As Sales Shift to E-Commerce, Bose Shutters Retail Stores

Bose, which opened its first retail store in 1993, will close its remaining 119 retail stores in Australia, Europe, Japan and North America. The company didn’t reveal how many jobs will be lost due to the closures, but it is believed to be in the hundreds. Bose stated that the move is due to “the dramatic shift to online shopping in specific markets,” and that “approximately 130 stores located in Greater China and the United Arab Emirates; and additional stores in India, Southeast Asia, and South Korea” will remain open.

The Verge reports that Colette Burke, vice president of global sales for Bose, noted that the Massachusetts-based privately held company opened retail stores as a way to “to experience, test, and talk to us about multi-component, CD and DVD-based home entertainment systems.”

“At the time, it was a radical idea, but we focused on what our customers needed, and where they needed it — and we’re doing the same thing now,” she said. “It’s still difficult, because the decision impacts some of our amazing store teams who make us proud every day … Over the years, they’ve set the standard for customer service.”

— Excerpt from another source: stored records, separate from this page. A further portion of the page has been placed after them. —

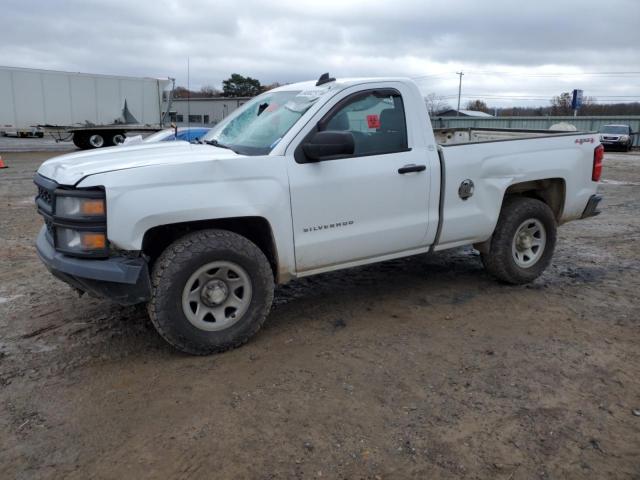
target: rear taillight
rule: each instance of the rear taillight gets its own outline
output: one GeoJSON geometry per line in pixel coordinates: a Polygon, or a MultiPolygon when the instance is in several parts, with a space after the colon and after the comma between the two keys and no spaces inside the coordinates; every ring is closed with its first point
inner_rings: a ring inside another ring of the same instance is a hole
{"type": "Polygon", "coordinates": [[[591,172],[591,180],[599,182],[602,176],[602,160],[604,159],[604,147],[598,145],[593,150],[593,171],[591,172]]]}

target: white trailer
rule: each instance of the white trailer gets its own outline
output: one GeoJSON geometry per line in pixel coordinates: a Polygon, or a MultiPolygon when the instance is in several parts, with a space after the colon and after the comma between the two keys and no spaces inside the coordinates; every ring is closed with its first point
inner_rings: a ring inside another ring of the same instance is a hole
{"type": "Polygon", "coordinates": [[[72,136],[83,149],[121,143],[127,131],[163,127],[171,82],[0,66],[0,133],[72,136]]]}

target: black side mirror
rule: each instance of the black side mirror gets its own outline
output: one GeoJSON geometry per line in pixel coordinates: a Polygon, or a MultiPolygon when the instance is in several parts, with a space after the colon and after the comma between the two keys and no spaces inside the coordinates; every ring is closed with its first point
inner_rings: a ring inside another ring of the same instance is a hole
{"type": "Polygon", "coordinates": [[[355,142],[351,132],[327,130],[316,132],[302,145],[302,150],[308,159],[317,162],[340,155],[352,155],[355,142]]]}

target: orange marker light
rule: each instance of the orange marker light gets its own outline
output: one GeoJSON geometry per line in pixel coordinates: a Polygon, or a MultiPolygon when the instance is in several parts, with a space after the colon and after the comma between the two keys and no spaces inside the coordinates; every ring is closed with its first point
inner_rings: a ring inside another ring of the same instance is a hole
{"type": "Polygon", "coordinates": [[[97,216],[104,215],[104,200],[102,199],[86,199],[80,203],[80,211],[82,215],[97,216]]]}
{"type": "Polygon", "coordinates": [[[104,233],[82,233],[82,248],[85,250],[102,250],[107,246],[107,237],[104,233]]]}

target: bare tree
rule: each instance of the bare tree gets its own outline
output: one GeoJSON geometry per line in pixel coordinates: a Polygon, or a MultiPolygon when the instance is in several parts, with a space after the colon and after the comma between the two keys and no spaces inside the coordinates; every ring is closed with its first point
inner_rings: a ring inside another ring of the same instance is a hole
{"type": "Polygon", "coordinates": [[[261,87],[261,88],[262,88],[262,91],[263,91],[263,92],[268,92],[269,90],[272,90],[272,89],[274,89],[274,88],[278,88],[278,87],[281,87],[281,86],[282,86],[282,83],[280,83],[280,82],[273,82],[273,83],[270,83],[270,84],[268,84],[268,85],[262,85],[262,87],[261,87]]]}
{"type": "Polygon", "coordinates": [[[475,112],[489,113],[489,107],[482,100],[470,100],[467,102],[467,110],[473,110],[475,112]]]}
{"type": "Polygon", "coordinates": [[[571,115],[571,94],[562,92],[557,97],[551,99],[551,115],[571,115]]]}
{"type": "Polygon", "coordinates": [[[190,98],[193,97],[193,92],[190,92],[185,87],[177,86],[173,90],[173,98],[190,98]]]}
{"type": "MultiPolygon", "coordinates": [[[[569,102],[569,111],[571,102],[569,102]]],[[[490,111],[493,109],[490,108],[490,111]]],[[[552,113],[553,105],[548,107],[499,107],[496,108],[499,117],[543,117],[549,115],[561,115],[552,113]]],[[[557,107],[556,107],[557,111],[557,107]]],[[[568,113],[568,115],[573,112],[568,113]]],[[[567,115],[567,114],[565,114],[567,115]]],[[[640,102],[631,103],[602,103],[594,97],[585,97],[578,115],[640,115],[640,102]]]]}
{"type": "Polygon", "coordinates": [[[598,99],[596,97],[584,97],[578,115],[597,115],[598,99]]]}
{"type": "Polygon", "coordinates": [[[222,92],[216,87],[212,87],[211,85],[203,86],[198,92],[199,97],[219,97],[221,95],[222,92]]]}
{"type": "Polygon", "coordinates": [[[427,111],[429,115],[434,117],[444,110],[449,110],[449,105],[441,96],[435,93],[430,93],[424,97],[424,103],[427,105],[427,111]]]}

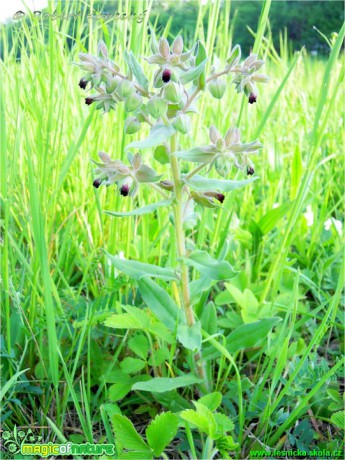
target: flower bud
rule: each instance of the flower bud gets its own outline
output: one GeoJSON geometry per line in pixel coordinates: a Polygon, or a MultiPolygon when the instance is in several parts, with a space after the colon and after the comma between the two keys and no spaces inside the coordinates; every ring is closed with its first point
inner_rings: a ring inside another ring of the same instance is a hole
{"type": "Polygon", "coordinates": [[[79,88],[86,89],[87,83],[88,83],[87,80],[84,80],[84,78],[81,78],[81,80],[79,81],[79,88]]]}
{"type": "Polygon", "coordinates": [[[168,83],[170,81],[170,78],[171,78],[171,70],[164,69],[162,72],[162,80],[164,81],[164,83],[168,83]]]}
{"type": "Polygon", "coordinates": [[[247,175],[252,176],[255,173],[253,166],[247,166],[247,175]]]}
{"type": "Polygon", "coordinates": [[[135,117],[128,117],[125,121],[125,133],[134,134],[140,129],[140,122],[135,117]]]}
{"type": "Polygon", "coordinates": [[[226,83],[224,80],[216,78],[209,83],[208,89],[214,98],[221,99],[226,90],[226,83]]]}
{"type": "Polygon", "coordinates": [[[92,184],[92,185],[93,185],[95,188],[98,188],[98,187],[101,185],[101,183],[102,183],[102,179],[99,179],[99,178],[98,178],[98,179],[95,179],[95,180],[93,181],[93,184],[92,184]]]}
{"type": "Polygon", "coordinates": [[[182,98],[182,90],[176,83],[170,82],[164,88],[164,97],[173,104],[178,104],[182,98]]]}
{"type": "Polygon", "coordinates": [[[215,163],[216,171],[217,173],[222,176],[226,177],[231,169],[231,160],[230,158],[227,158],[225,156],[220,156],[219,158],[216,159],[215,163]]]}
{"type": "Polygon", "coordinates": [[[85,104],[86,105],[91,105],[93,102],[95,102],[95,99],[93,97],[87,97],[85,99],[85,104]]]}
{"type": "Polygon", "coordinates": [[[146,105],[147,111],[153,118],[160,118],[167,112],[167,103],[160,97],[150,99],[146,105]]]}
{"type": "Polygon", "coordinates": [[[119,86],[119,81],[117,78],[113,78],[110,82],[108,82],[106,86],[106,90],[108,94],[111,94],[116,88],[119,86]]]}
{"type": "Polygon", "coordinates": [[[256,98],[257,98],[256,94],[250,93],[248,97],[249,104],[254,104],[254,102],[256,102],[256,98]]]}
{"type": "Polygon", "coordinates": [[[135,93],[131,94],[126,99],[125,111],[134,112],[134,110],[137,110],[141,106],[142,102],[143,102],[142,97],[139,96],[139,94],[135,94],[135,93]]]}
{"type": "Polygon", "coordinates": [[[173,127],[182,134],[186,134],[190,130],[190,117],[180,113],[172,123],[173,127]]]}
{"type": "Polygon", "coordinates": [[[129,80],[121,80],[116,92],[121,99],[126,99],[133,91],[133,85],[129,80]]]}
{"type": "Polygon", "coordinates": [[[222,193],[218,193],[218,192],[204,192],[204,195],[210,196],[212,198],[216,198],[216,200],[218,200],[220,203],[223,203],[225,199],[225,195],[223,195],[222,193]]]}
{"type": "Polygon", "coordinates": [[[161,180],[158,182],[158,185],[164,190],[168,190],[169,192],[174,190],[174,184],[171,180],[161,180]]]}
{"type": "Polygon", "coordinates": [[[165,165],[169,163],[169,147],[167,144],[157,145],[153,152],[154,159],[160,164],[165,165]]]}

The company is “offering outplacement assistance and severance to employees that are being laid off.”

CNN reports that, “mirroring a broader shift in the retail industry, Bose said that it doesn’t need brick-and-mortar stores because its customers are buying their products online.” Bose products are also for sale on an Amazon storefront and at Best Buy, Target and other big retailers.

According to Coresight Research, in 2019, “U.S. retailers announced 9,302 store closings, a 59 percent jump from 2018 and the highest number since [it] began tracking the data in 2012.” UBS analysts estimated that, “online sales make up around 16 percent of retail sales today, but they will rise to 25 percent by 2026 … [which] could force up to 75,000 more store closures by 2026, including some 20,000 clothing stores and up to 10,000 consumer electronics stores.”